Rate of inactivation of isoniazid in South Indian patients with pulmonary tuberculosis-3. Serum concentrations of isoniazid produced by three regimens of isoniazid alone and one of isoniazid plus PAS.
Gangadharam, P.R.J.; Devadatta, S.; Wallace Fox; Narayanan, C.; Selkon, J.B.
Bulletin of the World Health Organization; 1961; 25; 793-806.

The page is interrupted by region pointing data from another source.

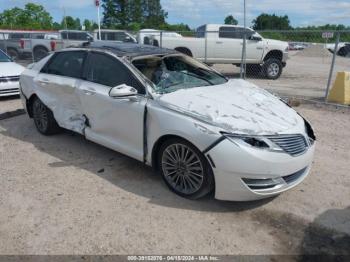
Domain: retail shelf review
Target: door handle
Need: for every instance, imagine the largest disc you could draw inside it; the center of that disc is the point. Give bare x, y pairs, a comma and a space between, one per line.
89, 92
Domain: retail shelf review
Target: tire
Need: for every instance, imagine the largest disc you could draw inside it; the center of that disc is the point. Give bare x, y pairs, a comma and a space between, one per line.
272, 68
13, 53
253, 70
185, 169
43, 118
40, 53
344, 51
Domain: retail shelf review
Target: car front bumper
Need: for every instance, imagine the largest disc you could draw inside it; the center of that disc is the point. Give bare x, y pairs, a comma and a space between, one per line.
246, 173
9, 89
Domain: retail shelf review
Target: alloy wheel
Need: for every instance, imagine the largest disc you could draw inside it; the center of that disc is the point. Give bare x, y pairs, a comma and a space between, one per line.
182, 168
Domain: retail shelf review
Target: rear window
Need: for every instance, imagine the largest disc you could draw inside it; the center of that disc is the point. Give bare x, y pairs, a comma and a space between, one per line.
68, 63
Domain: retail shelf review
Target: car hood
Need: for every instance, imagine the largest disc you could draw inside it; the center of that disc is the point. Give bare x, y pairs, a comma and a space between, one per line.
236, 106
10, 69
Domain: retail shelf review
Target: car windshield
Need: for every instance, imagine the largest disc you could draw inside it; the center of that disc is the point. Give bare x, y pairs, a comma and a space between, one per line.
4, 57
173, 72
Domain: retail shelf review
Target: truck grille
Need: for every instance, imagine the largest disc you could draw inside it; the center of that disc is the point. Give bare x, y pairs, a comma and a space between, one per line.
292, 144
6, 79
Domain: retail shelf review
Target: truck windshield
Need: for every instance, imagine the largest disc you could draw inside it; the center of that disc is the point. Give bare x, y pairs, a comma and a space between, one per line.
4, 58
173, 72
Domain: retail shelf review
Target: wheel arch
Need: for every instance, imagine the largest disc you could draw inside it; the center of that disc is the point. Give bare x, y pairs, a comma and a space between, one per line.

A series of studies on the rate of inactivation of isoniazid in Indian patients with pulmonary tuberculosis in a 1-year comparison of four domiciliary chemotherapeutic regimens - three of isoniazid alone, either in moderate (HI-1 and HI-2 regimens) or in low (H regimen) dosage, and one of isoniazid in low dosage plus p-aminosalicyclic acid (PAS)(PH regimen) - has recently been undertaken by the Tuberculosis Chemotherapy Centre, Madras. This paper - the third of the series - presents information on the length of time during which inhibitory concentrations of isoniazid (0.2 µg/ml or more) were maintained in the serum and on the estimated peak serum concentrations of isoniazid produced by the four regimens and relates these factors to the therapeutic effectiveness of the different regimens.
The results suggested that: (a) the therapeutic superiority of the PH regimen over the isoniazid-alone regimens was only in part due to the effect of PAS in enhancing the serum levels of isoniazid; (b) the therapeutic superiority of the HI-1 regimen (moderate dosage, given in one dose a day) over the HI-2 and H regimens (moderate and low dosage, respectively, given in two doses a day) was due to the higher peak serum concentration of isoniazid produced rather than to the period minimal inhibitory concentrations of isoniazid were maintained in the serum; and (c) there was a possibility that raising the peak serum concentration of isoniazid above a critical concentration of about 3 µg/ml had a greater therapeutic effect than similar proportional increases below this concentration. It also appeared that the slightly better therapeutic response observed in the slow inactivators of isoniazid than in the rapid inactivators was due to the higher peak serum concentrations of isoniazid produced; the enhanced therapeutic effect was approximately the same as would be expected from a 50% increase in isoniazid dosage.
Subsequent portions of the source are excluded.